Telomeres and disease

Abstract

The telomeres of most eukaryotes are characterized by guanine-rich repeats synthesized by the reverse transcriptase telomerase. Complete loss of telomerase is tolerated for several generations in most species, but modestly reduced telomerase levels in human beings are implicated in bone marrow failure, pulmonary fibrosis and a spectrum of other diseases including cancer. Differences in telomerase deficiency phenotypes between species most likely reflect a tumour suppressor function of telomeres in long-lived mammals that does not exist as such in short-lived organisms.
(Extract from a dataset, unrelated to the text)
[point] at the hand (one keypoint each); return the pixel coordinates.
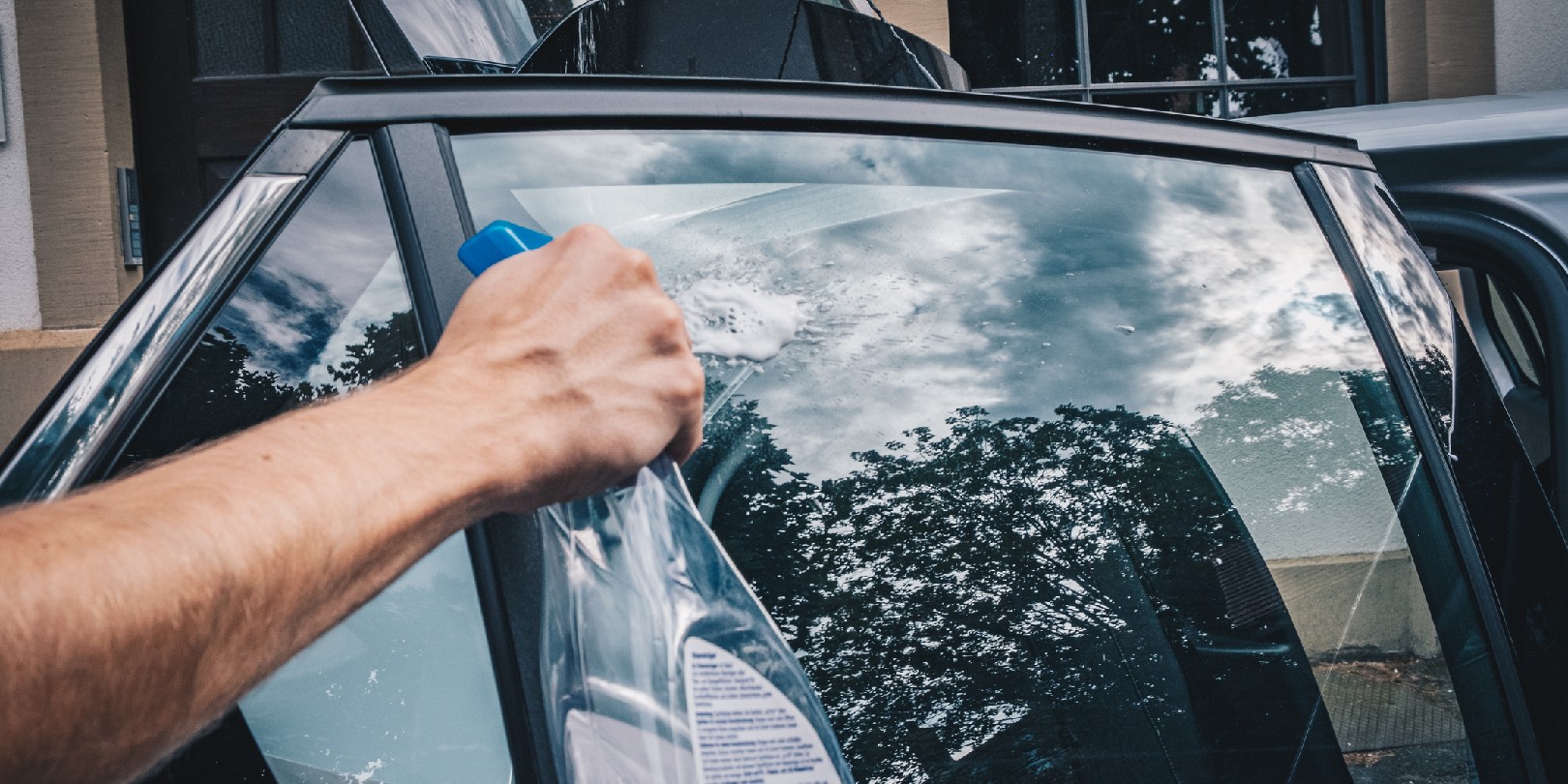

Another puzzle provided by current observations is that family members with the same genetic defect, haplo-insufficiency for one of the telomerase genes, can present with widely different diseases. Here, the crucial role of telomeres and telomerase in human (stem cell) biology is discussed from a Darwinian perspective. It is proposed that the variable phenotype and penetrance of heritable human telomerase deficiencies result from additional environmental, genetic and stochastic factors or combinations thereof.

Figure 1

What came first, the chicken or the egg? Chickens (and hens) can be regarded as the mortal carriers of immortal germline DNA. Natural selection results in somatic (stem) cells that do not devote more energy on DNA repair and tissue maintenance than is required for the reproductive strategy and corresponding lifespan of a particular species. According to the ‘disposable soma' theory, ageing is not actively programmed, but results from the accumulation of damage after reproduction (Kirkwood and Holliday, 1979). Long-lived species that reproduce after many years need more efficient DNA repair and better protection against tumour development than comparable species that reproduce within weeks or months. Somatic cells from long-lived species show loss of telomeric DNA with each division. Telomere loss is not readily observed in cells from most short-lived species. Most likely loss of telomeric DNA represents a tumour suppressor mechanism that does not exist as such in somatic cells from short-lived species.

Figure 2

Telomere loss: an imperfect tumour suppressor mechanism. Loss of telomeric DNA after replication or damage to telomeric DNA limits the proliferation of abnormal (stem) cells. The flaws (red arrow) in the telomere-related tumour suppressor mechanism are illustrated here in a hypothetical scenario involving the short (p) arm of human chromosome 17. Chromosome 17p was chosen for illustration because it has a short track of telomere repeats in a majority of normal individuals (Martens et al, 1998; Britt-Compton et al, 2006) and because abnormalities involving the p53 gene (located on 17p13.1) are present in a majority of human cancers. Critically short telomeres are presumed to activate a DNA damage response similar to DNA double strand breaks. This DNA damage response (presumably mediated through ATM and p53) will result in growth arrest or apoptosis in all cells in most instances. However, selection on the basis of intact DNA damage responses will favour rare cells with (1) defective DNA damage responses or (2) cells in which the short telomeres are fused (eliminating the DNA damage signal). This can lead to loss of p53, genome instability and a ‘mutator phenotype' as illustrated. Eventually, cells with high telomerase levels are selected to stabilize typically highly rearranged tumour genomes. Alternatively, some tumour cells may bypass the ‘telomere checkpoint' altogether by upregulation of telomerase activity earlier in tumour development.

Figure 3

Estimated number of cell divisions in the female and male murine germline from one generation to the next (adapted from Drost and Lee, 1995). The number of cell divisions is given below the indicated developmental stages. Thus, to go from a fertilized egg to a blastocyst takes an estimated 6 divisions; 8 more divisions are needed to produce 150 primary gonadal cells; the latter go through 11 more divisions before cells commit to either the female germline (1 more cell division before mature oocytes is produced) or the male germline (in which the estimated number of divisions from stem cell to spermatocyte is 9). Production of spermatocytes in males continues throughout adult life. Estimates of the number of divisions at the level of spermatogonial stem cells are hampered by uncertainties that are similar to those discussed for haematopoietic and intestinal stem cells. For the (young) mice without telomerase in laboratory settings, it is estimated that at most 50 divisions separate one generation from the next.